2) Ask about their loved one. If you have spent some time with them, and it feels appropriate, ask them to tell you a little about their loved one or show you photos, if they have any.
3) Ask them what they need. Now, don’t be surprised if many people can’t tell you, because they don’t know what they need. But sometimes they will so make sure to ask. It may be helpful to give them options when you frame the question. “What can I do to support you guys right now? I can call other families for you, contact a funeral home [insert other practical needs here!] or I can just give you some time”.
4) Help them connect with those who will best support them. Ask if they need help calling anyone and discuss who will be their support in the days, weeks, and months to come.
5) Acknowledge that you don’t know what to say. If you are struggling with your words, just be honest. Families will understand because at that moment they know there is nothing anyone could possibly say to fix the situation.
6) Give them space if they need it. Many families will want time with each other and with the person who just died. Take your cues from the family and give them space if they need it.
7) Don’t judge. This sounds obvious, but you would be surprised how some may impose their grief style or assumptions on families. Some families may weep, some may laugh and joke, and some may show no emotion at all. Whatever it is, give them the time, space, and understanding they need to grieve in the way that works for them.
As much as you want to say the right thing, you most certainly don’t want to say the wrong thing. We don’t want to make the griever sad, we really don’t want to make them angry, and we do so desperately want to make things better. But alas, we aren’t all walking Hallmark cards, and we don’t always know the exact right words to say. Pressure is off, though, because grief isn’t something you can fix simply by turning an eloquent phrase. In the beginning, you can’t make it even a little bit better. Here are some suggestions of things NOT to say to a loved one who is grieving.
1) I know how you feel.
- A griever thinks: No, you don’t.
2) He/she is in a better place now.
- A griever thinks: Who cares!? I want him/her to be here.
3) It will get easier.
- A griever thinks: That seems impossible, or I don’t want to forget the person I love.
4) At least you have other children. (or) You can always have more children.
- A griever thinks: I don’t want another child, I know I still have my other children, but I lost THIS child.
5) You can always remarry.
- A griever thinks: I just lost the person I planned to spend the rest of my life with. I am still in love. I’m not interested in anyone else.

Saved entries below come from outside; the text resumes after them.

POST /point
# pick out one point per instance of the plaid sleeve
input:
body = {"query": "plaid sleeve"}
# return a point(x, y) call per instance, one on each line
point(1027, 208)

6) At least she/he lived a long life.
- A griever thinks: Is that supposed to make me miss him/her less?
7) It was God’s will”, “God has a plan”, or “Everything happens for a reason”
- A griever thinks: Why is this God’s plan? Why would God make us suffer? I don’t care if it’s God’s plan, it sucks.
8) God never gives us more than we can handle.
- A griever thinks: Oh yeah? How do you know? Oh yeah? Easy for you to say. Oh yeah? My [son couldn’t handle his addiction] [daughter couldn’t handle her depression][husband couldn’t handle his cancer].
9) “Don’t cry” or “You need to be strong now”
- A griever thinks: I can’t stop. I want to cry. I need to cry. I can’t be strong. You think I am a bad mother/father/son/daughter.
10) It could be worse. I know this person who . . .
- A griever thinks: I don’t care! I am in the worst pain imaginable, why are you talking to me about someone else?